A New Jersey school board is weighing whether to allow a high school performance of ‘Ragtime’ that includes the N-word

by
Zoë Miller
January 26, 2017

In southern New Jersey, a high school production of Ragtime, the musical adaptation of E.L. Doctorow’s 1975 historical novel, is facing the possibility of censorship. The story, set in New York from the early 20th century through America’s entry into World War I, focuses on several marginalized groups, including African Americans in Harlem, and Jewish and Irish immigrants. The musical contains sensitive language about race: The N-word is used several times, for example, and its usage throughout the musical has caused a stir at Cherry Hill High School East, prompting the township’s school board to determine if—and how—the show, planned for March, will go on.

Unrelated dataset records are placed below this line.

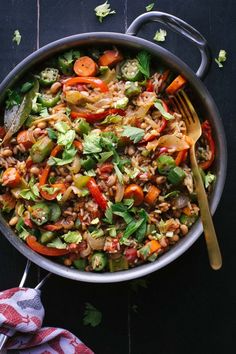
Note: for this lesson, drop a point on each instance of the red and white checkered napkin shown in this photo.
(21, 316)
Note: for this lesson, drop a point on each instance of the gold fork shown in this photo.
(185, 107)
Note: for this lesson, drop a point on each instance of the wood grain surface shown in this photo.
(186, 307)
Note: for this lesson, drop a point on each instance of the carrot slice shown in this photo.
(176, 85)
(85, 66)
(110, 58)
(152, 195)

Last week, after the Cherry Hill Township’s Board of Education received concerns from the Camden County East NAACP Chapter and the Cherry Hill African American Civic Association, the school board agreed to remove offensive racial slurs from the script. But the Cherry Hill community have spoken up in defense of free speech in theater, prompting the school board to weigh their options.

At a board meeting on Tuesday, Superintendent Joseph Meloche said that without authorization from Music Theatre International, the licensing agency responsible for the show, the district would be “at a crossroads to determine whether to move forward with the show in its original form or to pursue other options.”

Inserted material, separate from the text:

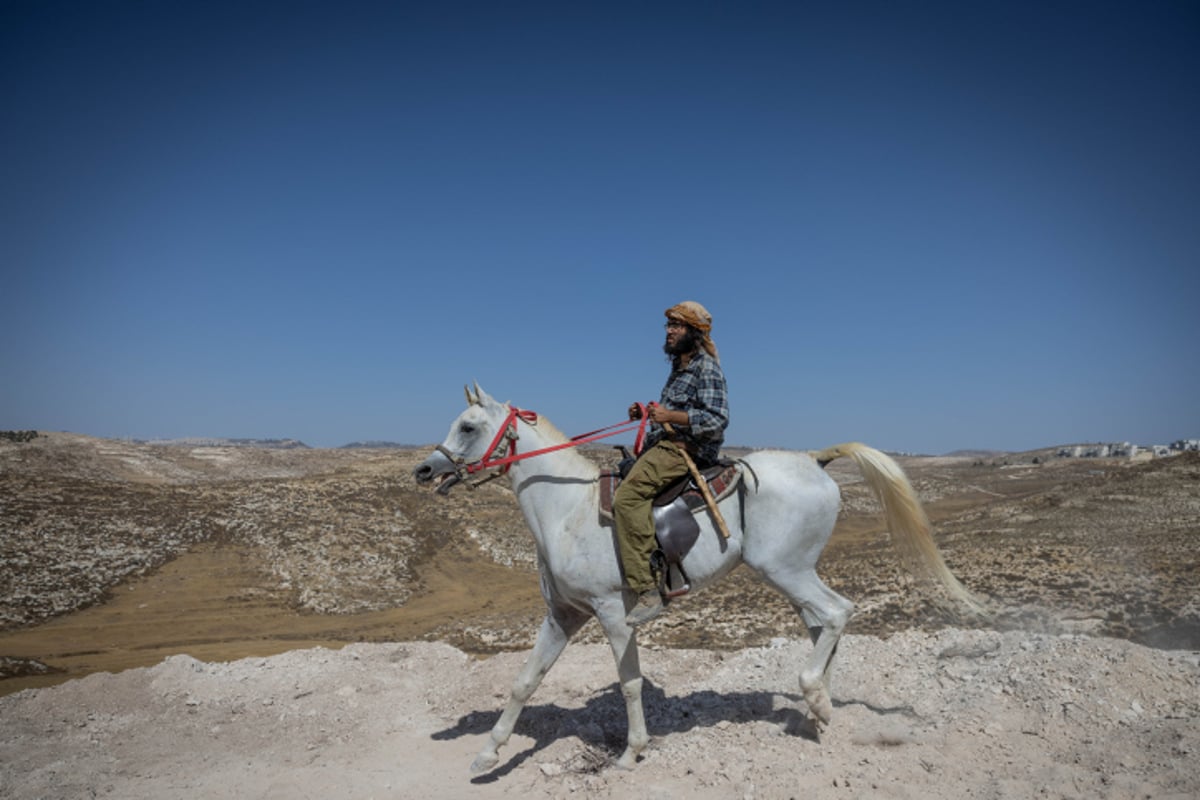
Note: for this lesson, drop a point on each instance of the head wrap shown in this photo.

According to Drew Cohen, president of Music Theatre International, altering the script would not be legally possible. “In the case of racial epithets, if that is the right term, we’re not able to allow any licensee the permission to edit or otherwise modify the script as written,” said Cohen, who said that in his 14 years at MTI, he has only encountered two other occasions on which schools wanted to censor Ragtime.

The musical Ragtime, based on Doctorow’s novel, was first produced in Toronto in 1996—with a book by Terrence McNally, lyrics by Lynn Ahrens, and music by Stephen Flaherty—before coming to Broadway. Set at the turn of the 19th century, Ragtime tells the intertwining stories of three families in New York in pursuit of the American dream: an African American couple in Harlem; wealthy, WASPy suburbanites in New Rochelle; and Jewish immigrants from Europe. The racial attidues of the time are front and center, as partially seen by use of the N-word.

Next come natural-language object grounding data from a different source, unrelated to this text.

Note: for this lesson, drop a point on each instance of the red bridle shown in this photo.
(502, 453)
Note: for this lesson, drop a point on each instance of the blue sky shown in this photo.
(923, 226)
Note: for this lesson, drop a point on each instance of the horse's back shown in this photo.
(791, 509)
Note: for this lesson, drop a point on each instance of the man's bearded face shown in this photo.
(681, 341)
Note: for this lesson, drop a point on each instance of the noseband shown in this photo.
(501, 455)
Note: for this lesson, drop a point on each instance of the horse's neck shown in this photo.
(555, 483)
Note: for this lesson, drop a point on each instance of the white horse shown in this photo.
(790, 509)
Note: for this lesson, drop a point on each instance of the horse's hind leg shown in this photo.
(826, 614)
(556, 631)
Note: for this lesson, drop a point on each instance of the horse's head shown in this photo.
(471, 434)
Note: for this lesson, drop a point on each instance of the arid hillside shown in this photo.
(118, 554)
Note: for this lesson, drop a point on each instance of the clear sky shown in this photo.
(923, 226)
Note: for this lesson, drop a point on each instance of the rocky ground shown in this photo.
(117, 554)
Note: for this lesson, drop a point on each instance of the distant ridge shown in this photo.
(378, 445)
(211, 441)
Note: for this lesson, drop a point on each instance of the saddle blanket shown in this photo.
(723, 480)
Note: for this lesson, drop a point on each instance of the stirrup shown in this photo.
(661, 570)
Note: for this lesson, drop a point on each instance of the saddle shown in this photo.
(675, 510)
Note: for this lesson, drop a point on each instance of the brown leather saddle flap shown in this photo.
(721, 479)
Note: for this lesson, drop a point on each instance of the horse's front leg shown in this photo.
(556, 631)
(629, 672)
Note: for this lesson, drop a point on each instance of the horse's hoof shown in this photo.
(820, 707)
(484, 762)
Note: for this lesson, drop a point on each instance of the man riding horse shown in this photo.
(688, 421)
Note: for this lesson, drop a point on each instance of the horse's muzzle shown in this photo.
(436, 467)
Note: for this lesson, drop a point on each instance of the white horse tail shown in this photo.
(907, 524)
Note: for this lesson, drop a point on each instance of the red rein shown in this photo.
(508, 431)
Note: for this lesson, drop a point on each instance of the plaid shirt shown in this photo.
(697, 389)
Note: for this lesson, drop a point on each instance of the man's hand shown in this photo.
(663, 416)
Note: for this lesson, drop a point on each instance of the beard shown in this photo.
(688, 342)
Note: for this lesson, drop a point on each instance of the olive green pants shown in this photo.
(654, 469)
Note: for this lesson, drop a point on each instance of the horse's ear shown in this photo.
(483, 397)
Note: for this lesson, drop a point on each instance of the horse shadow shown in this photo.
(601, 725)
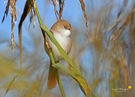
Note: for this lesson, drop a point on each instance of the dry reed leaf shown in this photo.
(12, 5)
(61, 7)
(26, 10)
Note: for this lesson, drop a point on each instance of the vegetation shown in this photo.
(101, 62)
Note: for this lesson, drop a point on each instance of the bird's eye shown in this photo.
(66, 27)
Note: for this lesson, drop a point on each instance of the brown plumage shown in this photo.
(61, 31)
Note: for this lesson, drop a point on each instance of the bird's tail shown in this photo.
(52, 77)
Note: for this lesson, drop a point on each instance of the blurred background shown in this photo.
(105, 54)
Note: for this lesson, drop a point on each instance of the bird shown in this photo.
(61, 30)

On Monday, a Cherry Hill theater troupe, made up of students, created a Change.org petition that has more than 1,700 signatures (and counting); actor Brian Stokes Mitchell (who earned a Tony nomination when he originated the role of Coalhouse Walker Jr. in Ragtime on Broadway in 1998), gave a statement in support of an unfettered musical; and a number of cast members gave impassioned speeches at Tuesday’s board meeting.

“To take the ugly language out of Ragtime is to sanitize it, and that does it a great disservice,” Mitchell said in an interview with Arts Integrity Initiative at the New School for Drama in New York. “People should be offended by those words. But it’s not done in a way that glorifies the people saying it. Rather, it allows the show to take people on a journey.”

“I fully understand the feelings of discomfort,” Cedric Middleton, who plays Coalhouse in Cherry Hill East’s production, said at the board meeting. “Ragtime is how we get through such ugliness.”